Aborder les troubles cognitifs et du comportement de la personne âgée démente implique d’inscrire aussi bien la démence
dans l’histoire des idées médicales que dans celle de ceux qui la font! Il s’agit notamment de retracer l’évolution de la notion
de folie et de démence, tant dans l’institution que dans la famille, dans la mesure où la question se pose d'emblée de clairement faire le partage de ce qui revient à la vieillesse et à la maladie, à la personnalité et aux interactions avec l’environnement
ou aux processus cognitifs.
MOTS CLÉS: Maladie d’Alzheimer – Contact vital – Bientraitance – Potentiel d’autonomie.
THE MEANING OF BEHAVIOURAL DISORDERS
In order to gain an insight into cognitive and behavioural disorders in the demented elderly subject, it is important to examine
not only dementia in the light of the history of medical concepts but also in the context of those who make history!
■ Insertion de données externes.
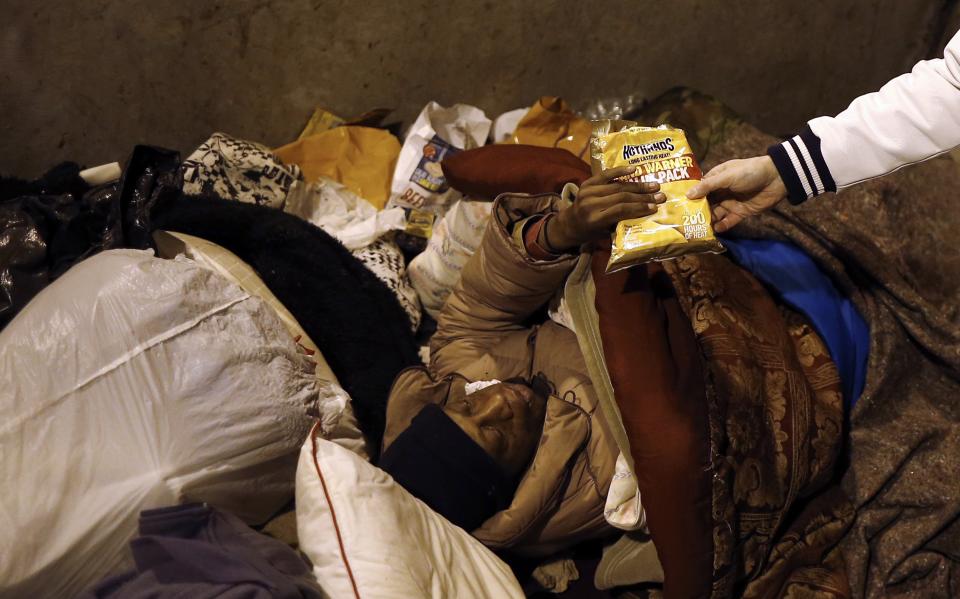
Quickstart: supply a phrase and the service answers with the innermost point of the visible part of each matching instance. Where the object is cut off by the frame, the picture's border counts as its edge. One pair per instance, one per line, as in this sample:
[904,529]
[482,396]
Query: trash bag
[172,384]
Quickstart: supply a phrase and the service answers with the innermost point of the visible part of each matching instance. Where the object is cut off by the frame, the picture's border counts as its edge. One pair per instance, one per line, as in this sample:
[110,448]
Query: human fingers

It is necessary to retrace the evolution of the notion of madness and dementia in medicine and within the family, given that it is vital to
clearly distinguish ageing, disease, personality and interactions with the environment or cognitive processes.
KEYWORDS: Alzheimer’s disease – Vital contact – Treating patients well – Potential for independence.
N’est-il pas utopique de vouloir
la disparition complète de tous les
comportements perturbateurs ?
Est-il possible d’inscrire le patient
dans une certaine routine protectrice, dans une régulation psychosociale raisonnable, dans une proximité affective rassurante, et un
encadrement familial fonctionnel ?
Les troubles du comportement
seront d’autant moins prégnants
qu’ils seront d’autant plus acceptés et « tolérés » et mieux canalisés dans un rituel de soins, un suivi
bien balisé, une recherche instituée de bientraitance. Bientraitance
qui ne peut faire l’économie du sens
de la parole soignante : « La fonction de solidarité de la parole assure
la pérennité de l’autre. On est toujours humain lorsqu’un autre
humain vous reconnaît comme tel.
Dément ou même mort, c’est la
parole de l’autre qui vous rend
encore humain dans le souvenir »
(Zarifian). Rendre encore humain
dans le souvenir ou rendre ce qu’il
y a d’humain dans le présent pour
que cela fasse souvenir, que cela
vienne, sous le devenir, faire support au présent et l’offrir dans sa
dimension de contact vital est le
grand enjeu du soin à ces patients
parfois plus amnésiques de l’avenir que du passé.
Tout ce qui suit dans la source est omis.